Título: A trágica Qana vira cidade fantasma
Autor: Eduardo Salgado
Fonte: O Estado de São Paulo, 02/08/2006, Internacional, p. A17

Quando Mohammed acordou na madrugada de domingo, ele estava voando. Mohammed era uma das pessoas que dormiam num prédio de quatro andares quando uma bomba israelense matou 56 pessoas, na maioria crianças. Isso foi no sul do Líbano, em Qana, onde ontem no começo da tarde não havia ninguém. Apenas o ruído alto de aviões e o barulho de explosões distantes.

Mohammed, de 41 anos, caiu com o peito no chão e não conseguia ver nada em meio à escuridão. Só ouvia os berros por socorro. Rabab, 30 anos, a mulher de Mohammed, também foi coberta pela poeira e as pedras.
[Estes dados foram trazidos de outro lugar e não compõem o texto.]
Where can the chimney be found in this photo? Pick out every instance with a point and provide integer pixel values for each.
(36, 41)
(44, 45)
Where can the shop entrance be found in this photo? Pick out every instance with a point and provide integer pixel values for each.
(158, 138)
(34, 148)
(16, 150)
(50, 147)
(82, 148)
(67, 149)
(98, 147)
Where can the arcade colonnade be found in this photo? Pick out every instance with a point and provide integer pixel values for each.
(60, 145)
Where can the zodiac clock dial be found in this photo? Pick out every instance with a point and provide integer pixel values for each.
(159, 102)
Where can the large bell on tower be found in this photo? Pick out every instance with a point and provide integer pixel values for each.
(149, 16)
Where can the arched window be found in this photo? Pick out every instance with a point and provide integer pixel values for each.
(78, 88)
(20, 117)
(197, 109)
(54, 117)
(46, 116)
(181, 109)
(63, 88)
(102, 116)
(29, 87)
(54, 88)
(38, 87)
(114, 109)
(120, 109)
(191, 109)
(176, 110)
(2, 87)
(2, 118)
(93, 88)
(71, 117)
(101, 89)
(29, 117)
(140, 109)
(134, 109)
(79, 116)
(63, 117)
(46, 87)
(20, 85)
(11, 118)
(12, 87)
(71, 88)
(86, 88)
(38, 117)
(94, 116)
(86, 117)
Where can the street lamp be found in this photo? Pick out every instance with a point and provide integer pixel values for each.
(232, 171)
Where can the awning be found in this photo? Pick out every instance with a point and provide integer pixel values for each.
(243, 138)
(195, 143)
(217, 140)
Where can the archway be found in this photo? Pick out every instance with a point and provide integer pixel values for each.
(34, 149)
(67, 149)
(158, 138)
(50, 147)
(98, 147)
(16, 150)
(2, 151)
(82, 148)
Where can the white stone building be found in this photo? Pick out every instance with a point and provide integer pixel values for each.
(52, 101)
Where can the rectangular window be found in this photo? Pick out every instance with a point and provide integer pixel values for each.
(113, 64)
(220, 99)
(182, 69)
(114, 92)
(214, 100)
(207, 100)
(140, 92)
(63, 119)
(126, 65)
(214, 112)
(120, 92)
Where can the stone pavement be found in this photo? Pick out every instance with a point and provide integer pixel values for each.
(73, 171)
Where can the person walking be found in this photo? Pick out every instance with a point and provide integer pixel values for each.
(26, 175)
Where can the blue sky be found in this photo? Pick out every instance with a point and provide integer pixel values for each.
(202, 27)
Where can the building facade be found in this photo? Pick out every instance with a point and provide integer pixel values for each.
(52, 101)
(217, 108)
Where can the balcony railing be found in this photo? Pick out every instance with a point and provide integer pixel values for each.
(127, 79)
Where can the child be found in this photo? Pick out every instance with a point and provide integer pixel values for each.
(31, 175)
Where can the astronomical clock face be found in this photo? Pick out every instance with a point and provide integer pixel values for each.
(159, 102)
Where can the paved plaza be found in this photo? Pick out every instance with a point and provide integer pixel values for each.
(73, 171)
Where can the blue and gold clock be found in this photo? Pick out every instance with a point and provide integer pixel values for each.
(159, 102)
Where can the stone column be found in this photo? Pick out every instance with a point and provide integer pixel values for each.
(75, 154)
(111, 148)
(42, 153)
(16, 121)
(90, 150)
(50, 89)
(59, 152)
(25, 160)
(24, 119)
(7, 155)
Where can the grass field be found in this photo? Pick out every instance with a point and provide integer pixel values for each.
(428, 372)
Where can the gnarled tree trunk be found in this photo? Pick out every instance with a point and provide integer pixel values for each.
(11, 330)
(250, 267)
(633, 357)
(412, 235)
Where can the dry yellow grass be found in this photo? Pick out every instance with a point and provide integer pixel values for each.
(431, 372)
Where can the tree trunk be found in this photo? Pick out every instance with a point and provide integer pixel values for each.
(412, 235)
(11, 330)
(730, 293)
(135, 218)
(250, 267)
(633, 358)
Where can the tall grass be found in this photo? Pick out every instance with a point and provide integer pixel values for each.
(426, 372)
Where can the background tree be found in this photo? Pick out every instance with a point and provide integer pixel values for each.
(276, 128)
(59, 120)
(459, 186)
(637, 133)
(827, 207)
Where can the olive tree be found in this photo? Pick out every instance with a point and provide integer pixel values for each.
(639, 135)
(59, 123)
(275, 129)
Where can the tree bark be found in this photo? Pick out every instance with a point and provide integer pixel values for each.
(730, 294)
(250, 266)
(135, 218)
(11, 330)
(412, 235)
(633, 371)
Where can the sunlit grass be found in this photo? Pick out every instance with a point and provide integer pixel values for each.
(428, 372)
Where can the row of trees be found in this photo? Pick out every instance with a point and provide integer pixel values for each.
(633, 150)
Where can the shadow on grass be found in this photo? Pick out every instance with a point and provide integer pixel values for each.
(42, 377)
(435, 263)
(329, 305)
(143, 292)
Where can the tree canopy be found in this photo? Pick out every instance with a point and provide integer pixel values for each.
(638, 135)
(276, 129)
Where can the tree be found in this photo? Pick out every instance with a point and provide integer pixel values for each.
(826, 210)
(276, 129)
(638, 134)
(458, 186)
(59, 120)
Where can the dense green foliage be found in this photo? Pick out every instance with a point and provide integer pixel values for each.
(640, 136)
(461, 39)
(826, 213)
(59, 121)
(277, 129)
Logo procurou pelos filhos Hassan, de 4 anos, e Zaynab, de 6. A família dormia no térreo. O menino estava bem, mas a menina parecia molhada em sangue. "Logo vi que estava morta porque não se mexia", lembrou Rabab ontem, deitada na cama ao lado de Mohammed e de Hassan no Hospital Jabal Amel, em Tiro, a 15 minutos de carro de Qana. Os três têm ferimentos provocados pela estrutura de cimento que veio abaixo e por partículas da bomba. "Não vamos enterrar nossa filha enquanto essa guerra não acabar", disse a mãe.
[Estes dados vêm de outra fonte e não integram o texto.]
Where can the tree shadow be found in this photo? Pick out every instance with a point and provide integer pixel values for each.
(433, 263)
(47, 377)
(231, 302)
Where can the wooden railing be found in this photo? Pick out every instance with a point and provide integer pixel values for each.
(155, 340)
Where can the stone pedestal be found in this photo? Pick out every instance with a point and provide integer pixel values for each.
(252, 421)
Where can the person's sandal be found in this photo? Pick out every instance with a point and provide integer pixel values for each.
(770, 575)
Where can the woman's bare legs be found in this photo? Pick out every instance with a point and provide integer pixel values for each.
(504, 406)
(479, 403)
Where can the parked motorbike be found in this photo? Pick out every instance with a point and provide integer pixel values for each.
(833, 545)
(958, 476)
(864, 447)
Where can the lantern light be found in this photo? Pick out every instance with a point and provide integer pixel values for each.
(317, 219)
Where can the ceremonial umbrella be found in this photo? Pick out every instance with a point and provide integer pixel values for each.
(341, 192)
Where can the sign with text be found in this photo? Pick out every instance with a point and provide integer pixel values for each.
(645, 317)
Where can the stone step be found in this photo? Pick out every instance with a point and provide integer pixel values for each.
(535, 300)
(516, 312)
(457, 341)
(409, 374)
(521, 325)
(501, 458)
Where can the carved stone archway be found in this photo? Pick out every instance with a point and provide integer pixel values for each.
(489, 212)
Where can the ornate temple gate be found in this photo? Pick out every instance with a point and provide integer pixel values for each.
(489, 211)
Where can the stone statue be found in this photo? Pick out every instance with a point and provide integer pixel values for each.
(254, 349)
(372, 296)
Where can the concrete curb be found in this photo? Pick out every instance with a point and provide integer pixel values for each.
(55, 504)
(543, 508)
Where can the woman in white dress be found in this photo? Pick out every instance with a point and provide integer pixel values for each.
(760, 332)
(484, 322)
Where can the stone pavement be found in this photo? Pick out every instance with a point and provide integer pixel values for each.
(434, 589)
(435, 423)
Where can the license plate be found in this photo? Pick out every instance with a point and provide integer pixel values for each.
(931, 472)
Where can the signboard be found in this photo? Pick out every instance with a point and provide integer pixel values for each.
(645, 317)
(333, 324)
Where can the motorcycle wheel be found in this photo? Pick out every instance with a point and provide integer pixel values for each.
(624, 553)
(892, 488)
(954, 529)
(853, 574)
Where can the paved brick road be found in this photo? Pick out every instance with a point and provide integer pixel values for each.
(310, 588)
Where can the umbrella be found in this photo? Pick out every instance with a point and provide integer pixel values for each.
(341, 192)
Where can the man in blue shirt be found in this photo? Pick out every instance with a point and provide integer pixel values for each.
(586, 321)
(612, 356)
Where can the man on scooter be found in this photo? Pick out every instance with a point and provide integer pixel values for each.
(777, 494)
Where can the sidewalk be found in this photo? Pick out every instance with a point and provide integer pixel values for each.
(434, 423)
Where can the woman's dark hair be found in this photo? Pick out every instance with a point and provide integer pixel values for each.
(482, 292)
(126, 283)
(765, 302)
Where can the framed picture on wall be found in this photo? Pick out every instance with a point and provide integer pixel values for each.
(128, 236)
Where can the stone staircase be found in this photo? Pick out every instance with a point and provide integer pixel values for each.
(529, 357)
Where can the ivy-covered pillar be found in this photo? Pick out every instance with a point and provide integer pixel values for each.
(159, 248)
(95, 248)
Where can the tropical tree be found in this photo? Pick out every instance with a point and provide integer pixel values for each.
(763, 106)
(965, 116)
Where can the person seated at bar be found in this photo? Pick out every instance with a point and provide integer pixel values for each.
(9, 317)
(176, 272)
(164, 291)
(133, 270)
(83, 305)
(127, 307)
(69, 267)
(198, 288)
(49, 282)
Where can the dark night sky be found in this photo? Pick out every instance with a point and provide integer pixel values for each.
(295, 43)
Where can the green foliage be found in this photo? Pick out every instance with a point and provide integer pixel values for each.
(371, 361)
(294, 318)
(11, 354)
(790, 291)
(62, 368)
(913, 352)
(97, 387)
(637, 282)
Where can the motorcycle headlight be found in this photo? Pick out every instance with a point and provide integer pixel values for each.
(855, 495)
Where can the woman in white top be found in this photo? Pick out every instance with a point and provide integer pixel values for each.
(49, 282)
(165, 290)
Além deles, o Hospital Jabal Amel tem outros dois pacientes que estavam no prédio. As duas mulheres, irmãs na faixa dos 20 anos e em bom estado de saúde, estão entre os 15 sobreviventes, mas perderam os pais e os irmãos. Os corpos deles e o da filha de Mohammed e Rabab estão junto com os demais no Hospital Governamental, a algumas quadras do Jabal Amel. É lá que está a câmara frigorífera com 60 lugares. Para a direção do hospital, é improvável que o desejo de Rabab seja atendido. Ninguém pode prever quanto tempo essa guerra vai continuar, e as câmaras precisam ser liberadas à medida que chegam novos mortos.

O Hospital Najem é o mais próximo de Qana. Também fica em Tiro, mas a apenas 10 minutos de carro da cidade que se tornou o símbolo do atual conflito. Há quatro dias, o pequeno hospital não recebe nenhum paciente porque simplesmente as áreas ao redor estão vazias. Ontem às 14h30, na porta do Najem, havia apenas uma mulher, três crianças e um senhor. Os que saíram de Qana no domingo foram direto para os dois hospitais maiores.
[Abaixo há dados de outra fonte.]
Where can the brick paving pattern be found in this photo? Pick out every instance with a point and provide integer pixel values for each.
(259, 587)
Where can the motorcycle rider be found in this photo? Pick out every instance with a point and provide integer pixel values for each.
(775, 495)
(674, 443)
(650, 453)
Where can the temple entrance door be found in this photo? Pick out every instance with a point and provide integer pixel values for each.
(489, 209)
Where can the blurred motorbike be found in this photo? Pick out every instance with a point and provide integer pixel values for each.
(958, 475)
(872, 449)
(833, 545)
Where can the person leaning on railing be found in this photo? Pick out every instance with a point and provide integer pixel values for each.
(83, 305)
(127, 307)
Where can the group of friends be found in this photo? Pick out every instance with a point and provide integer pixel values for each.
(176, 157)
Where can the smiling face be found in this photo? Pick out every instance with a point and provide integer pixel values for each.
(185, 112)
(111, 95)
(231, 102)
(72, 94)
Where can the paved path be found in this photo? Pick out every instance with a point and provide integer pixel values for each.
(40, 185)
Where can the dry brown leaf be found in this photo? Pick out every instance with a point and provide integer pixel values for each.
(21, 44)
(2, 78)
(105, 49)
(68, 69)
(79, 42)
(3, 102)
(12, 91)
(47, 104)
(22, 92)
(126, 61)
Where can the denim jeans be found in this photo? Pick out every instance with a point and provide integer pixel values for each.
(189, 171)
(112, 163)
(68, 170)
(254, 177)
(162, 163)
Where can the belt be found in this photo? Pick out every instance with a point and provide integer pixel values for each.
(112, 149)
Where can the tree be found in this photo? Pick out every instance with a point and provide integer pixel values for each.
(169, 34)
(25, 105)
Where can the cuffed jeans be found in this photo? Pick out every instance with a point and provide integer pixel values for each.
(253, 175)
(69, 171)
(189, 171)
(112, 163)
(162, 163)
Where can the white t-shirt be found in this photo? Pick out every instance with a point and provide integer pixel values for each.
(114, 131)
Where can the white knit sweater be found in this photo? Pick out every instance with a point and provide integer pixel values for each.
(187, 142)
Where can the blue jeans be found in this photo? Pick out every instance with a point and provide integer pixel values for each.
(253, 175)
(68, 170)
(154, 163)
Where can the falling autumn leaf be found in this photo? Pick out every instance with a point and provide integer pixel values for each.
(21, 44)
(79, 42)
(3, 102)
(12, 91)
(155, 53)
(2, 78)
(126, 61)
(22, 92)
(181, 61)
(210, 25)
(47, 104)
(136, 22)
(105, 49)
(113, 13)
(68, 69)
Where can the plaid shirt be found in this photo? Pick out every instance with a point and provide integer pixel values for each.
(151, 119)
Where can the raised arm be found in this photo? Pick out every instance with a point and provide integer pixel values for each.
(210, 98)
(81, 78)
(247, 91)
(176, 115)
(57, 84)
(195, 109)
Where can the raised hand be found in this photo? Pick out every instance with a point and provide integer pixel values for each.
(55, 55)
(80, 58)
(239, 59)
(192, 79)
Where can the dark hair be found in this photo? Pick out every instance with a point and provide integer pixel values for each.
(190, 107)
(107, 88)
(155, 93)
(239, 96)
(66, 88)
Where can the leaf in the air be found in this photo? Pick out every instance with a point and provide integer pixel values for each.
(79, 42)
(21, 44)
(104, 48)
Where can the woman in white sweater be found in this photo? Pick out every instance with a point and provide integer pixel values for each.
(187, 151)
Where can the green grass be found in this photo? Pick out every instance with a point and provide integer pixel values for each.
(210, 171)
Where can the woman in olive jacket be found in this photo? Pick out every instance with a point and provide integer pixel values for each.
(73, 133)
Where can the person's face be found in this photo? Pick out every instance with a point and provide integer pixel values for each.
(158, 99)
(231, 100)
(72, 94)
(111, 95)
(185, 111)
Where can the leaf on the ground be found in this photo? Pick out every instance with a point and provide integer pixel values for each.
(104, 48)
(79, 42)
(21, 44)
A contar pela aparência que tinha ontem, Qana se transformou numa cidade fantasma. Na entrada, carros e caminhões atingidos por bombardeios. Para chegar ao prédio onde morreram as 56 pessoas é preciso sair da rua principal e dobrar à esquerda numa via estreita. Ao final da rua, não é possível seguir de carro. Em meio às ruínas, uma casa intacta exibe uma pequena bandeira do Brasil. Mohammed e Rabab garantem que não havia brasileiros na vizinhança e que a bandeira deve ser um resquício da Copa do Mundo. O abrigo destruído na madrugada de domingo fica mais acima.